Love and a Little White Lie by Tammy L. Gray

My first book by Tammy Gray, and I have to say that I admire anyone who can write a good love triangle. I was hesitant going into this book for a number of reasons, but it ended up exceeded my expectations.

This book has three things I tend to avoid in a contemporary romance novel: love triangle, miscommunication (little white lie is literally in the title), as well as Protestant mega churches. 😅 However, I enjoyed seeing January's transformation and the ways that the two men in her life brought out different sides of her.

I was a bit annoyed at how short the timeline was. For a story like this, it felt rushed (especially with the divorce of one of the love interests being so recent). But even with that, I was invested in the story and appreciated Tammy's writing style.

I'm excited to check out more of Tammy's books.


Overall: 4/5

Age: 16+

Romance level: 1.5/5


Pick up this book at a local Christian bookstore or click here to buy it online.

Canada: Paperback - Kindle - Audio

From the back cover:

After hitting rock bottom, January decides she has nothing to lose in working at her aunt’s church - while hiding a lack of faith. A minor deception until she meets the church’s guitarist and sparks fly. Can she avoid disaster - especially when a handsome landscape architect has an annoying ability to push her to deal with feelings she’d rather keep buried?

January Sanders grew up believing karma was more reliable than an imaginary higher power, but after suffering her worst heartbreak in 29 years, she’s open to just about anything, including taking a temporary position at her aunt’s church. Keeping her lack of faith a secret, January is determined to use her photographic memory to help Grace Community’s overworked staff, all while scraping herself off rock bottom.

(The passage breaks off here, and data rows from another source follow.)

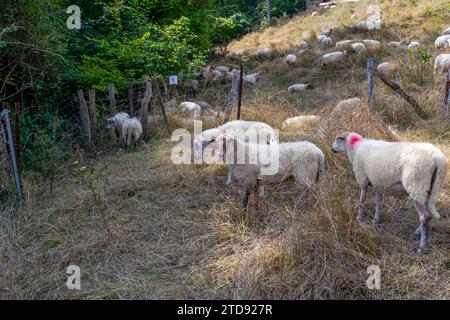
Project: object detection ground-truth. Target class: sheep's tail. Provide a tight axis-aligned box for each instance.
[316,152,325,183]
[427,156,448,219]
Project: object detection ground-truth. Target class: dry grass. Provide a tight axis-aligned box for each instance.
[0,1,450,299]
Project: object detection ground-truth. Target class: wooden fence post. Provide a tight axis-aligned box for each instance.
[367,58,375,112]
[108,83,116,114]
[237,63,244,120]
[225,73,240,122]
[14,102,20,167]
[141,81,153,140]
[128,83,134,117]
[445,64,450,121]
[89,90,97,134]
[155,79,167,124]
[78,89,93,155]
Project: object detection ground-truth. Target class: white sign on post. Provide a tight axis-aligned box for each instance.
[169,76,178,86]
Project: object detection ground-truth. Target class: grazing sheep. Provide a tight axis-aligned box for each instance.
[336,40,353,50]
[243,73,260,85]
[288,83,314,93]
[388,41,402,48]
[193,120,278,185]
[331,132,448,252]
[122,118,143,151]
[284,54,298,67]
[333,97,361,112]
[281,115,320,130]
[213,134,325,208]
[298,41,310,51]
[408,41,420,51]
[362,39,382,50]
[377,62,392,73]
[352,42,367,53]
[258,48,271,58]
[322,50,347,66]
[317,35,333,47]
[434,35,450,49]
[106,112,130,144]
[434,53,450,72]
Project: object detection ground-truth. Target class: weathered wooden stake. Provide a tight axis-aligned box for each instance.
[108,83,116,114]
[128,83,134,117]
[141,81,153,140]
[367,58,375,112]
[78,89,93,155]
[14,102,20,167]
[89,90,97,134]
[225,73,240,122]
[237,63,244,120]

What she doesn’t count on is meeting the church’s handsome and charming guitarist, who not only is a strong believer, but has also dedicated his life to Christian music. It’s a match set for disaster, and yet January has no ability to stay away, even if it means pretending to have faith in a God she doesn’t believe in.

Only this time, keeping secrets isn’t as easy as she thought it would be. Especially when she’s constantly running into her aunt’s landscape architect, who seems to know everything about her past and present sins and makes no apologies about pushing her to deal with feelings she’d rather keep buried.

Torn between two worlds incapable of coexisting, can January find the healing that’s eluded her or will her resistance to the truth ruin any chance of happiness?